Thursday, January 20, 2011

Healing the Most Intimate Scars of War


Put yourself in the flipflops of a guerrilla fighter in Congo and you see the value of rape. A form of booty in a land with not much left to pillage, it is also a weapon, a tool of war.

Even when drunk or stoned there is method in the way marauding bands of armed men use sexual assaults to shatter the morale and family structure of rival ethnic and tribal groups.

"The woman is humiliated, but also the tribe," said Justine Dikanza, who runs Basadi, a non-governmental organisation for displaced people in the eastern town of Bunia. "It sends a message that they are nothing. They are reduced, ridiculed. Husbands feel contaminated."

Women often try to keep the assaults secret lest they be disowned by their families. Now that fighting has abated and former conflict zones have been opened to relief groups, some stories are emerging.

Discreetly, thousands of girls and women are seeking treatment for ruptured organs, sexually transmitted infections and mental trauma.

Typical of them is Cecilia, a 44-year-old mother of seven who was abducted from the village of Mongwalu last year and repeatedly raped before finding refuge with other displaced people in a field of muddy tents outside Bunia.

"People here don't know the truth. If they did they would mock her as being a woman of the other tribe," said Ms Dikanza, whose NGO is supported by Médecins Sans Frontières.

Cecilia agreed to be photographed on condition that pictures were also taken of her neighbours, so that they did not wonder why she had been singled out. "It's not easy here," she said. Her neighbours nodded, assuming Cecilia was referring to the malnutrition and malaria.

Of all atrocities in the Congo's five-year war, sexual assault is perhaps the least documented. But there is little doubt that those seeking treatment represent a tiny fraction of the total.

The MSF hospital in Bunia has registered 560 cases since June, the women's ages ranging from four to 85. There is an average of one new case a day.

Some women arrive months or even years after the assaults, too late to avert unwanted pregnancies or HIV but not for antibiotics to treat infections. The violence of attacks - bayonets, bottles and gun barrels have been used - and botched deliveries of babies by rapists-turned-midwives in the bush can leave victims suffering incontinence due to a fistula (opening) forming between the anus and the vagina. Faeces comes out of the vagina, the smell is unpleasant, the humiliation total. "They are often rejected by their families, so I counsel them," said Henri Namisira, a psychologist at a Swedish missionary hospital in Bukavu, south of Bunia.

Since March, 1,029 women have come to the hospital for treatment after sexual assault, but many are still hiding in the forest, unsure the peace will hold, according to one doctor, Heikko Reinikainen, a Finn.

His Congolese colleague, Denis Mukwege, a specialist in repairing ruptured organs, had operated on four women with fistulas that day, one of them 16 years old.

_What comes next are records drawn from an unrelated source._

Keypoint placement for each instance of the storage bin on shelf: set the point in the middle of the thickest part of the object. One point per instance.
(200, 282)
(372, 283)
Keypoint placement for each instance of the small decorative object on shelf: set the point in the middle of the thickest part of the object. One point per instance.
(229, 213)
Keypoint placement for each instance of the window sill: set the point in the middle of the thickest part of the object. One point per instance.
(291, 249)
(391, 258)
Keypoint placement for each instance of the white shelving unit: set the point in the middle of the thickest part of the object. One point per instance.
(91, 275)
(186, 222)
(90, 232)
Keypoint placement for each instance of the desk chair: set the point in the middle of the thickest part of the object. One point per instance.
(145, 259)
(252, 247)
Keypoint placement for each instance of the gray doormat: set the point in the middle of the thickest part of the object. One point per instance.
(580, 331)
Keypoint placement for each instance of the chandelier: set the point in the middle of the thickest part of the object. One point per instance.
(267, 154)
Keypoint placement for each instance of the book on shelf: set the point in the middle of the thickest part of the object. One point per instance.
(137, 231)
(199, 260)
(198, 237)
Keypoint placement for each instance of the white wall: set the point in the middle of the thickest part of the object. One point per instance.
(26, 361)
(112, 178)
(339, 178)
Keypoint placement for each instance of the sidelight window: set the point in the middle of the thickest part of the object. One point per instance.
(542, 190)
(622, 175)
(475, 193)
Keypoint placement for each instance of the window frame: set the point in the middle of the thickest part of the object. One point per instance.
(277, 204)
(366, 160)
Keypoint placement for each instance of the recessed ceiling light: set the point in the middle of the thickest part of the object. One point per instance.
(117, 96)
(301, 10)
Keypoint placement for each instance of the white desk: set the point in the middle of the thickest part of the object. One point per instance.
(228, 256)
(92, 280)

Next to the operating theatre was a bungalow ward housing 51 girls and women, all his patients. Lying under a grey blanket, Justine Shrire, 25, was recovering from an operation two weeks earlier. She would take months to heal, but after six years of incontinence that was a small price.

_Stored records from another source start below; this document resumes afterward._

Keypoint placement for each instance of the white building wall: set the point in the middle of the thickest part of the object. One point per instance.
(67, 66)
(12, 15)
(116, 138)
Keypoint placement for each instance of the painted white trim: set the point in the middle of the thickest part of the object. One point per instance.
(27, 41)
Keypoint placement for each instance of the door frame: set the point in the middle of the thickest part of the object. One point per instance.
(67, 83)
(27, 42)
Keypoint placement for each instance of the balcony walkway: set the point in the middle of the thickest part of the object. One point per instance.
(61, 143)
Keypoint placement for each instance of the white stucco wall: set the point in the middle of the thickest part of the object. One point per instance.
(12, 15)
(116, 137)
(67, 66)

She was smiling. Her husband, Christoph Kateo, had stood by her. "I feel things will get better now," she said.

Surgery

Another patient, Apolinne Mbila, 20, had been raped last year. She was waiting for surgery to determine whether she would be able to have children again after the butchery of an induced birth in the bush, which killed her baby.

On arrival many patients were silent, but that changed with the solidarity of other patients and promise of surgery, said Corry Kik, MSF's project coordinator in Bukavu, whose Aids centre treats these women when it can.

In the capital of neighbouring Burundi, another war-torn country edging towards peace, an MSF centre for victims of sexual violence opened in September. Some were so young that they, rather than their infants, played with the doll in the psychologist's office.

Under a mango tree, a 15-year-old called Maria cradled her eight-month-old son, the product of a rape at knife-point by soldiers who had broken into her home.

Maria's family stopped sending her to school and told her to stay at home because she was unlikely to find a husband. She said she was determined to resume her education, "maybe to become a doctor". She named her son Ngabirano, which means gift from God.